Apologies for the delay, I have been revising and relearning much of this in preparation for writing some longer explanations/tutorials of my own. I also plan on writing up some basic projects which you can use for practice. They'll just be very basic stuff to start off with, but I hope to move on to using integrated circuits and micro-controllers fairly quickly (as mentioned in the first post, however, it is better to avoid using the micro-controller until you need it, since much of what I want to focus on right now can be accomplished with more basic components.) If anyone either knows more than I or is unclear on something I have written, I encourage you to let me know and feel free to add your own content et al.
For today, I’m going to focus on the 4 main terms to understand before working on anything else, Voltage, Current, Resistance, and Power.
Voltage ( V ): Voltage is the electrical pressure used to supply power throughout a circuit. For mathematical work, Voltage is measured in Volts and signed by the pronumeral V.
Current ( I ): Is the movement of electrons through a conductor. For mathematical work, current is measured in Amperes (abbrev. Amp) and is signed by the pronumeral I. There are two types of current, Alternating Current (AC) and Direct Current (DC).
Resistance ( R ): Is the reduction of voltage and current in a circuit. For mathematical work, resistance is measured in Ohms and signed by the pronumeral Ω.
Power ( P ): is the output of a circuit. For mathematical work, power is measured in Watts and signed by the pronumeral W.
To explain this by way of example I will use the basic lighting circuit in a house.
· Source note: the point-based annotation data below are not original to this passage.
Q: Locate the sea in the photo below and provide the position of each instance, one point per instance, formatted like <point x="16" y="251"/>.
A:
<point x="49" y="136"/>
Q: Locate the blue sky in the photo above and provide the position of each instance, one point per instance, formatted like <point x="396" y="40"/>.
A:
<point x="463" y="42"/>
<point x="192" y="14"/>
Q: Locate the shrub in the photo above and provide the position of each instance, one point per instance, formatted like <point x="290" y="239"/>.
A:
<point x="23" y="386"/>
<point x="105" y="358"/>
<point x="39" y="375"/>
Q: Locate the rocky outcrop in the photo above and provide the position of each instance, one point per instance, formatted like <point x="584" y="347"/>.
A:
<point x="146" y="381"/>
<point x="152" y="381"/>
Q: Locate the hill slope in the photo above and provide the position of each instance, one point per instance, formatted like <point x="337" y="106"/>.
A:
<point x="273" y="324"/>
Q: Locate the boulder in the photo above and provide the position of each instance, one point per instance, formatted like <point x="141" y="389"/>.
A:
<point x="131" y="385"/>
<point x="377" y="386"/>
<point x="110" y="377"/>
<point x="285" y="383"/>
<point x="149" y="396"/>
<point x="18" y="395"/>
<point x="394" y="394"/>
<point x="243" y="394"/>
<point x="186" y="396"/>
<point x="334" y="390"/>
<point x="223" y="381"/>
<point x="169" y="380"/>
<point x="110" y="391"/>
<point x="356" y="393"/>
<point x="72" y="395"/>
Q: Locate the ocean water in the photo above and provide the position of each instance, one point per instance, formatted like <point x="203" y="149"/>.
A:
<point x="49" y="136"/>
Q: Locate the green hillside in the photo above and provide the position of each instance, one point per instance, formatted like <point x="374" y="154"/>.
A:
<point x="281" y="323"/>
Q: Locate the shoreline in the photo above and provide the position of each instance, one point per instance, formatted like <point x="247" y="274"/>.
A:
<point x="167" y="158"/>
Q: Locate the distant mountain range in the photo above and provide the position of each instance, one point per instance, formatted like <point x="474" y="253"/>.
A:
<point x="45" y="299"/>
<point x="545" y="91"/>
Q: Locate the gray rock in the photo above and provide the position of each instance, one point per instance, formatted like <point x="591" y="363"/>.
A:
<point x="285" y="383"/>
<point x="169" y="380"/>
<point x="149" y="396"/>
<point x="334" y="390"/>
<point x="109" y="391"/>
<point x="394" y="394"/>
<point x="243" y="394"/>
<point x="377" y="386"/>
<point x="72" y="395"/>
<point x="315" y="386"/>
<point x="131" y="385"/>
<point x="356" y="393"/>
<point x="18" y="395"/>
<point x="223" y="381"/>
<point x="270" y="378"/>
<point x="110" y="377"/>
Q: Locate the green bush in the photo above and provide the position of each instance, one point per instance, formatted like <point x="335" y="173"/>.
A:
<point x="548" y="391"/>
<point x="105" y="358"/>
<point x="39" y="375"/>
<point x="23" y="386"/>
Cables run from the mains electricity box (usually located outside the house), through the roof-space and/or walls to a switch, and each switch connects to a light-socket. The switch provides an insulated control for the user so that there is, in theory, no risk to the user when they are switching a light on or off. When in the “Off” position, the circuit is open, so whilst there is voltage applied along the cables to the switch, there is no connection between the active and neutral wires, therefore, there is no current. When the switch is moved to the “On” position, the circuit closes and the voltage from the mains input can push the current along the active and neutral wires up through the light-bulb. A light-bulb filament provides a certain amount of resistance so that when the current and voltage cross it, it outputs power as heat and light.
An analogy of sorts can be drawn from the working of electricity to the common garden hose. When the tap/faucet is closed, the water cannot flow through the hose. When the tap/faucet opens, the pressure (voltage) is able to push the water through the hose and out the end (current). If you were to place a thumb over the end or crimp the hose somewhere (resistance), the pressure inside would increase (Bernoulli’s Theorem stating that a high pressure equates to a low speed and a low pressure to a high speed) which would decrease the rate at which the water flowed. You would also notice an increase in tension on the hose or a pushing against your thumb, this is similar to the power output of a circuit. Whilst there are differences between water and electricity, thinking of things as working in this way is helpful when making distinctions or trying to understand what is happening.
To explain the maths behind these four terms, it helps to have on hand an aid such as this:
In the primary example, you can work out the power output of the light-bulb by substituting P = V * I for whatever voltage and current values are used in your country (for me, 240V * 10A = 2400W (which can be shortened to 2.4kW*)). The value you get here may seem quite high, but this example assumes that there is no circuit resistance. If you want a more accurate reflection of reality, transpose the problem by finding the power dissipation on the light-bulb (it should be written on the component, if not, you can use a multimeter to read the resistance of it) and working backwards: I = P / V. Taking the example of a 60W bulb, I would work it out thus: P / V = I (since I now know my power to be 60W and my voltage to be 240V), 60W / 240V = 0.25A or 25mA.
*A note on the International System of Units (SI) and Scientific Notation: When working with electricity, numbers can get quite large or incredibly small. To make things easier, we express things using the International System of Units (or SI). The standard abbreviations you may see are GV, MV, kV, V, mV, µV, nV, or pV (using Volts (V) as an example). These stand for Gigavolts (1 * 10^9), Megavolts (1 * 10^6), kilovolts (1 * 10^3), volts (1 * 10^0), millivolts (1 * 10^-3), microvolts (1 * 10^-6), nanovolts (1 * 10^-9), and picovolts (1 * 10^-12). More information can easily be procured by searching for any of these terms on Wikipedia.